Tuesday, May 10, 2011

How to find the intersection of two functions

Previously we have seen how to find roots of a function with fsolve, in this example we use fsolve to find an intersection between two functions, sin(x) and cos(x):
from scipy.optimize import fsolve
import pylab
import numpy

def findIntersection(fun1,fun2,x0):
 return fsolve(lambda x : fun1(x) - fun2(x),x0)

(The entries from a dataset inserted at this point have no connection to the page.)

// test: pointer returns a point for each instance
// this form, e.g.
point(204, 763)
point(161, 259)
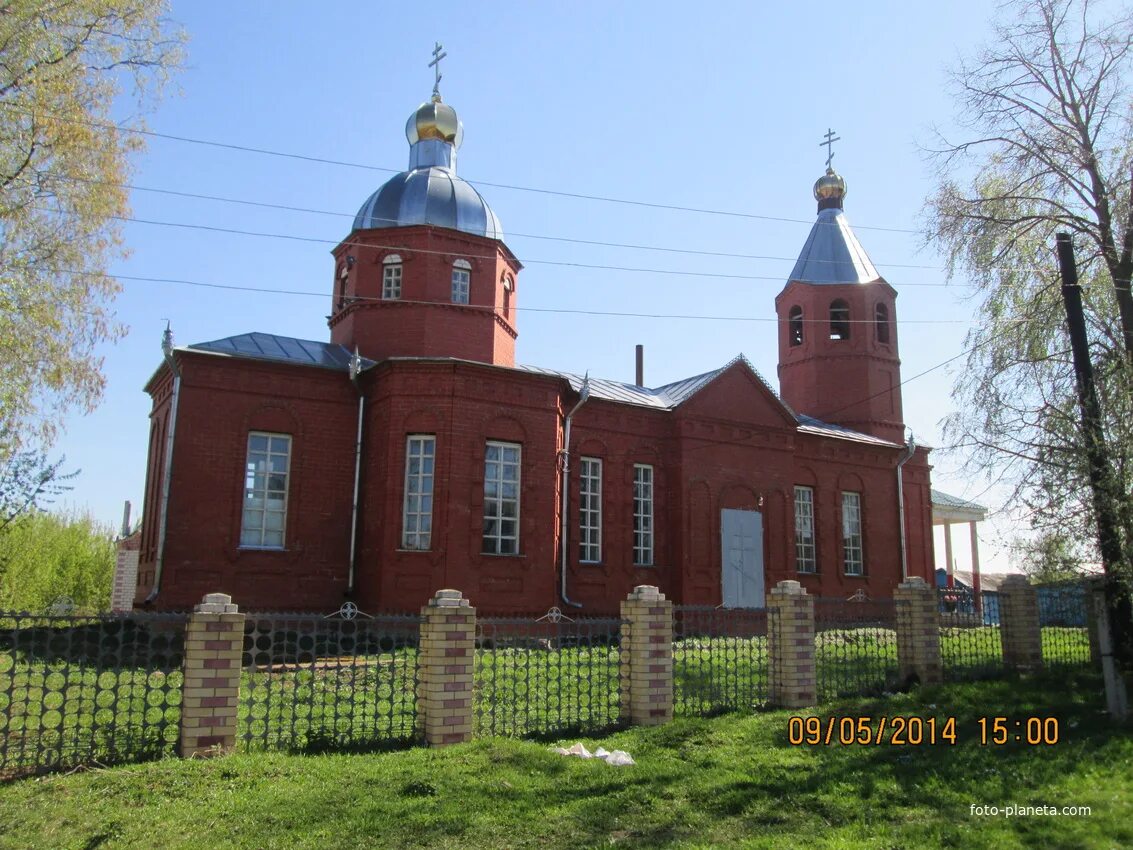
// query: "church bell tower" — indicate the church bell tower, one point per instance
point(837, 328)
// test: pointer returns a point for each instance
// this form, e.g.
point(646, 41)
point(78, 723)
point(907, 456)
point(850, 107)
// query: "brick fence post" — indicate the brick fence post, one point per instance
point(126, 572)
point(791, 646)
point(210, 697)
point(444, 676)
point(1019, 623)
point(646, 670)
point(918, 631)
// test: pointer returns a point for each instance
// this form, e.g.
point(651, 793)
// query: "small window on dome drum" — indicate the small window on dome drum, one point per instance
point(461, 281)
point(391, 278)
point(840, 320)
point(341, 289)
point(882, 323)
point(509, 287)
point(794, 325)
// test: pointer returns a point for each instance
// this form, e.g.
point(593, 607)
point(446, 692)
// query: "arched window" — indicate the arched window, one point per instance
point(340, 289)
point(794, 325)
point(882, 323)
point(391, 278)
point(509, 287)
point(840, 320)
point(461, 281)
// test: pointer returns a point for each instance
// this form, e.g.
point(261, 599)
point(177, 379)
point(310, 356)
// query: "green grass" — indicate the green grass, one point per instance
point(69, 713)
point(730, 781)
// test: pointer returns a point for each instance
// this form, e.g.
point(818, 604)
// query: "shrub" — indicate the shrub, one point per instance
point(44, 557)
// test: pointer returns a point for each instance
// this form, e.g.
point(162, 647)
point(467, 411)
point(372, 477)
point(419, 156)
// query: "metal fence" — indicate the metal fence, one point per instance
point(87, 689)
point(970, 640)
point(315, 682)
point(855, 646)
point(1063, 615)
point(551, 674)
point(720, 659)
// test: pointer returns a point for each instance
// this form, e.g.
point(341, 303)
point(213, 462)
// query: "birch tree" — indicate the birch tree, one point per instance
point(66, 68)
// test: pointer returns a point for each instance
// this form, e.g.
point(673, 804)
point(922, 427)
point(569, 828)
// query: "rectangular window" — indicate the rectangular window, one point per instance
point(391, 281)
point(851, 534)
point(642, 515)
point(589, 511)
point(417, 512)
point(804, 560)
point(460, 281)
point(265, 485)
point(501, 499)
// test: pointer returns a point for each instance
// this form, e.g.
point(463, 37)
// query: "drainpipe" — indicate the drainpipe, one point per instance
point(910, 449)
point(355, 370)
point(584, 396)
point(167, 350)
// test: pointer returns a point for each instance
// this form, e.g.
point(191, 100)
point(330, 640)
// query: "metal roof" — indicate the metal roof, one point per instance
point(667, 397)
point(661, 398)
point(947, 508)
point(832, 253)
point(283, 349)
point(810, 425)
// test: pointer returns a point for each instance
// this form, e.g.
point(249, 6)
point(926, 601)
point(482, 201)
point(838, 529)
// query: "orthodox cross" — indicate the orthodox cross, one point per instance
point(831, 138)
point(435, 65)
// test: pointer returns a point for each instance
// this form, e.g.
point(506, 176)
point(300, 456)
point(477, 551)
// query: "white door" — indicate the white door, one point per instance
point(742, 554)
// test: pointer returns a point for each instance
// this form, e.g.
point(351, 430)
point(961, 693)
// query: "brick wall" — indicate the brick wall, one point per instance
point(703, 464)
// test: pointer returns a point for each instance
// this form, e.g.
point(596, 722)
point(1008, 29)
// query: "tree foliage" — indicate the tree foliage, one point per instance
point(64, 164)
point(28, 482)
point(1046, 110)
point(1051, 557)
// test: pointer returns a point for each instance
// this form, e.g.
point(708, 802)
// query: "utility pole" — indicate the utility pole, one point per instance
point(1114, 630)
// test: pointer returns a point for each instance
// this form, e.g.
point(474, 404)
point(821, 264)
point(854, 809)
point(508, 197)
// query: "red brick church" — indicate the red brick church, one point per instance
point(410, 452)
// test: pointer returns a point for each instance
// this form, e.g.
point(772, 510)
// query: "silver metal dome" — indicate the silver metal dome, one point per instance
point(832, 254)
point(429, 192)
point(432, 195)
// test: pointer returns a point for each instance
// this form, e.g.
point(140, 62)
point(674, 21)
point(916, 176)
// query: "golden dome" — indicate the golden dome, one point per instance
point(829, 185)
point(436, 120)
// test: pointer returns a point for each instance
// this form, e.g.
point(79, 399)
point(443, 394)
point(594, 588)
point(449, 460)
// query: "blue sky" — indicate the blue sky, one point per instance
point(717, 107)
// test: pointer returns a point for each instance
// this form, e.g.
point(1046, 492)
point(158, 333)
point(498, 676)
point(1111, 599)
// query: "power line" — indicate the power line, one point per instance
point(569, 311)
point(343, 163)
point(288, 207)
point(403, 249)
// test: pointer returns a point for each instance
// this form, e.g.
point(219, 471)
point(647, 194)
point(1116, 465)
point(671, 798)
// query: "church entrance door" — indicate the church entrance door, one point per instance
point(742, 555)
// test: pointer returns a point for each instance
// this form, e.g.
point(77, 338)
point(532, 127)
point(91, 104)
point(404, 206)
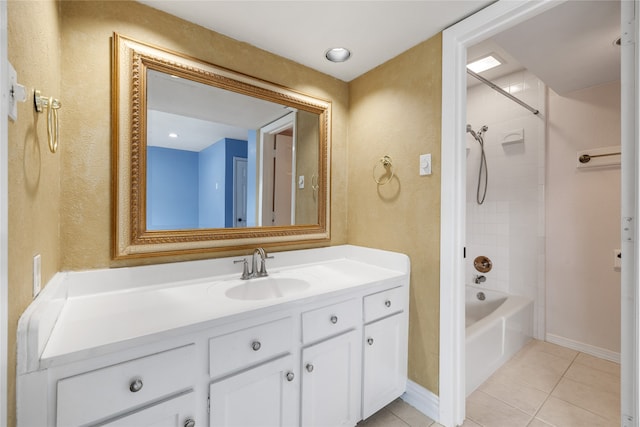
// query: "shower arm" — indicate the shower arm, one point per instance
point(502, 91)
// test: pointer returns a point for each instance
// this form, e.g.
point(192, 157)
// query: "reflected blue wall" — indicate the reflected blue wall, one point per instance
point(172, 189)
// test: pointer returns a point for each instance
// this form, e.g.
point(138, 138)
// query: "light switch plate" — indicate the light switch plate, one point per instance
point(425, 164)
point(37, 275)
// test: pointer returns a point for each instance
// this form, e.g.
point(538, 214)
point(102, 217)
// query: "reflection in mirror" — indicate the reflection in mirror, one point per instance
point(206, 158)
point(203, 163)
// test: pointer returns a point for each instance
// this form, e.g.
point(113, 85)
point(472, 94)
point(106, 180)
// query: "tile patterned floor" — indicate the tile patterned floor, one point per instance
point(543, 385)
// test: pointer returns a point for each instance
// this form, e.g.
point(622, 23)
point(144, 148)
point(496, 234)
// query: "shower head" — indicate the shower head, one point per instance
point(469, 130)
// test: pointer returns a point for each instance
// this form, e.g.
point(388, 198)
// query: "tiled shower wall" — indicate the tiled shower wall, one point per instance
point(509, 226)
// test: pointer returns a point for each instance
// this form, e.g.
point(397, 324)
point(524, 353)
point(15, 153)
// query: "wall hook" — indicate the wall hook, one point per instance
point(389, 170)
point(53, 127)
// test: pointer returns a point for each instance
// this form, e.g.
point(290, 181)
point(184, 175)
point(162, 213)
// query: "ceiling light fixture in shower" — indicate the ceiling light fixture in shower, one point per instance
point(337, 54)
point(485, 63)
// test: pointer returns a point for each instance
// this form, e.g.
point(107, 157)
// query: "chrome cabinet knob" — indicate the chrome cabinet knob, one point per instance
point(136, 385)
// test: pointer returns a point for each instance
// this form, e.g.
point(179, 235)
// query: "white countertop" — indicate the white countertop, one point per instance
point(82, 312)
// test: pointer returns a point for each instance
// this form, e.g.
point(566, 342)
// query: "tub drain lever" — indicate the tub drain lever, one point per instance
point(479, 278)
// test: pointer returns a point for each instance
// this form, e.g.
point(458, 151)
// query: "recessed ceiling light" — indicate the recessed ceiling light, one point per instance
point(485, 63)
point(338, 54)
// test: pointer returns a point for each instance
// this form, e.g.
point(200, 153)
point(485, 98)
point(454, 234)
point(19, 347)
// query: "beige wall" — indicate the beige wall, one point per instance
point(583, 288)
point(34, 172)
point(395, 110)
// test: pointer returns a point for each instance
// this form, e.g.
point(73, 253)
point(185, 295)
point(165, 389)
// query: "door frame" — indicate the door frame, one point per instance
point(486, 23)
point(237, 162)
point(4, 227)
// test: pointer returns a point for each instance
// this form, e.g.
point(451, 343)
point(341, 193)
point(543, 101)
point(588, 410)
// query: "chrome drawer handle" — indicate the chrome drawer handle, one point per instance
point(136, 385)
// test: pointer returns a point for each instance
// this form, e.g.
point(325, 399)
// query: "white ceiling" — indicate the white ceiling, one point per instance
point(569, 47)
point(374, 31)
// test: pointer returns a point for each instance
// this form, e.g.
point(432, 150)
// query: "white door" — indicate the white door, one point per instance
point(385, 368)
point(264, 396)
point(630, 280)
point(176, 412)
point(331, 382)
point(282, 178)
point(239, 192)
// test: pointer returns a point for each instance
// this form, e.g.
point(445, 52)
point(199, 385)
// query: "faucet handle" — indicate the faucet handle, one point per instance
point(245, 268)
point(263, 267)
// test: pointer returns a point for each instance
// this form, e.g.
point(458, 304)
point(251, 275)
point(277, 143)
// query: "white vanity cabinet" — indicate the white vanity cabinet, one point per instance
point(385, 357)
point(189, 355)
point(265, 395)
point(331, 368)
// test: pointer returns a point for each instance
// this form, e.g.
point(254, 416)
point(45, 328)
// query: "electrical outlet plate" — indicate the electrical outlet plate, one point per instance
point(425, 164)
point(37, 275)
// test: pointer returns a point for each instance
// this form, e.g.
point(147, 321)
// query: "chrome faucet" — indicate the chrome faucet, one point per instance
point(255, 270)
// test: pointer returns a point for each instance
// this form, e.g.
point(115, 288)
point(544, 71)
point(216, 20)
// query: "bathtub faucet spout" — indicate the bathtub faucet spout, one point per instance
point(477, 279)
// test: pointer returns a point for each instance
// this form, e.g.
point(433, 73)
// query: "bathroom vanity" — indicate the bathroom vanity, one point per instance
point(320, 341)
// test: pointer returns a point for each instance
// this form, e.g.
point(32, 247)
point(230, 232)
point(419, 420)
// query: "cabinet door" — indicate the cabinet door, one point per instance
point(385, 363)
point(265, 396)
point(331, 386)
point(176, 412)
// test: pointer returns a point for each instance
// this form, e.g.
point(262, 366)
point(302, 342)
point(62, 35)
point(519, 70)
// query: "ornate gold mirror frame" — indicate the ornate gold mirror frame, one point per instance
point(131, 239)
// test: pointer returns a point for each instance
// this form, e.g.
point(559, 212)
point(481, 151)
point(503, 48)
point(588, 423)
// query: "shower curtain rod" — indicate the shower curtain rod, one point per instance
point(502, 91)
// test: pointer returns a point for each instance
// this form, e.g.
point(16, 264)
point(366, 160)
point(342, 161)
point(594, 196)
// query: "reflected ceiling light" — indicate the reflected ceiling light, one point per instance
point(337, 54)
point(485, 63)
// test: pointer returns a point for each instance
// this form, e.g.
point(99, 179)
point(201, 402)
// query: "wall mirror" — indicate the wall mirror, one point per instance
point(206, 159)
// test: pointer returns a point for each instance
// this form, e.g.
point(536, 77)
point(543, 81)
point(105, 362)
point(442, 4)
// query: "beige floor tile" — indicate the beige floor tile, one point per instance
point(599, 364)
point(409, 414)
point(521, 396)
point(382, 418)
point(538, 423)
point(527, 375)
point(559, 413)
point(466, 423)
point(594, 378)
point(491, 412)
point(546, 347)
point(596, 400)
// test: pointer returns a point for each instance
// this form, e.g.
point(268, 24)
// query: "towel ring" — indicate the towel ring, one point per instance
point(53, 125)
point(387, 163)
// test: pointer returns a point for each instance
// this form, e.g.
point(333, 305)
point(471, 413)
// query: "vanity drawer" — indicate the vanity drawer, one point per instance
point(250, 346)
point(99, 394)
point(383, 304)
point(330, 320)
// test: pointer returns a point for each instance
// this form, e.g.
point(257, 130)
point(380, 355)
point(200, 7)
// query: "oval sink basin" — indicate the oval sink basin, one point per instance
point(266, 288)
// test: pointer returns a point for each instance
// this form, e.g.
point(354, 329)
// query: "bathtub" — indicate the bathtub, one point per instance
point(496, 328)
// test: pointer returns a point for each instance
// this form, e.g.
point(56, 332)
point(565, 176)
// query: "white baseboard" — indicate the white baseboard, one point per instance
point(584, 348)
point(422, 399)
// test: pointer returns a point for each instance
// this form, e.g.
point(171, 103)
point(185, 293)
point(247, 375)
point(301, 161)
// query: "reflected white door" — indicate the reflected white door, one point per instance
point(282, 177)
point(239, 192)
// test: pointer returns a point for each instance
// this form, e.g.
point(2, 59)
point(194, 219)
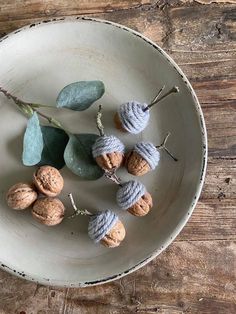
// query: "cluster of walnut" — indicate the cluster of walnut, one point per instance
point(40, 196)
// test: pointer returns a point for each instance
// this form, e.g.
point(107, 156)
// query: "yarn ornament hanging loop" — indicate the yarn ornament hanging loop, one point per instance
point(108, 150)
point(133, 116)
point(103, 227)
point(145, 157)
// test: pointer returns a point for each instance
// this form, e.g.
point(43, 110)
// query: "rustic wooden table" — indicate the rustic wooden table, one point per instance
point(197, 273)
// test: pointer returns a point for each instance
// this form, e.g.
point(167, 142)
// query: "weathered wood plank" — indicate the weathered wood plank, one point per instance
point(196, 274)
point(181, 280)
point(23, 9)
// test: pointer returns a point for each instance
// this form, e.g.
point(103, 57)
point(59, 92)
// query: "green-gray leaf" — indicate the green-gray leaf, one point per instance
point(33, 142)
point(55, 141)
point(78, 156)
point(80, 95)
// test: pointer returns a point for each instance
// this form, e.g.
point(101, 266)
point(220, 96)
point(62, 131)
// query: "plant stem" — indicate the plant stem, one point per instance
point(77, 211)
point(110, 174)
point(163, 146)
point(174, 89)
point(100, 126)
point(24, 106)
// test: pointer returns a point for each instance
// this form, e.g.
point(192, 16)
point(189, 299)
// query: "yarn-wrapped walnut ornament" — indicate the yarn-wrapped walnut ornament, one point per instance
point(145, 157)
point(133, 116)
point(21, 195)
point(108, 150)
point(104, 227)
point(132, 196)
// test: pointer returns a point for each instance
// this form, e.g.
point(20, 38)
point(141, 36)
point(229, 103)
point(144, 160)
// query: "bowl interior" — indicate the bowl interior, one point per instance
point(35, 64)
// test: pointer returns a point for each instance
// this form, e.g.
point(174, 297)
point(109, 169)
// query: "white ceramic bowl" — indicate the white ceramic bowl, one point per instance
point(36, 62)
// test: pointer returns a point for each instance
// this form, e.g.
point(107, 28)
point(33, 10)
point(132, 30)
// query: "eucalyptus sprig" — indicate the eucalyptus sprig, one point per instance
point(54, 145)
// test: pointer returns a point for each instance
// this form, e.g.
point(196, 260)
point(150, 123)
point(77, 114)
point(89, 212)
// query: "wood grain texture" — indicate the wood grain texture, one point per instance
point(197, 273)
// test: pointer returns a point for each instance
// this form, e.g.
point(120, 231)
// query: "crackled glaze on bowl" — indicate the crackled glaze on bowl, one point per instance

result = findIntersection(numpy.sin,numpy.cos,0.0)
x = numpy.linspace(-2,2,50)
pylab.plot(x,numpy.sin(x),x,numpy.cos(x),result,numpy.sin(result),'ro')
pylab.show()
In the graph we can see sin(x) (blue), cos(x) (green) and the intersection found (red dot) starting from x = 0.

2 comments:

  1. How can you rewrite it to implement other functions?
    E.g. I have two functions other that sin and cos and want to implement them, but they are not an array; If I try to implement the functions I get an error in spyder saying:
    "minpack.error: Result from function call is not a proper array of floats."

    This is the rewritten code:

    from depairfoil import f_dep
    from indepairfoil import f_ind
    from scipy.optimize import fsolve
    import pylab
    import numpy

    def findIntersection(fun1,fun2,x0):
    return fsolve(lambda x : fun1(x) - fun2(x),x0)

    result = findIntersection(f_dep,f_ind,0.0)
    x = numpy.linspace(0,1.5,50)
    pylab.plot(x,numpy.array(f_dep(x)),x,numpy.array(f_ind(x)),result,f_dep(result),'ro')
    pylab.show()

    ReplyDelete
  2. You can use all the kind of function you want but the fsolve takes in input a function that returns a scalar. In my case, the input of fsolve is 'fun1(x) - fun2(x)' and it returns a scalar.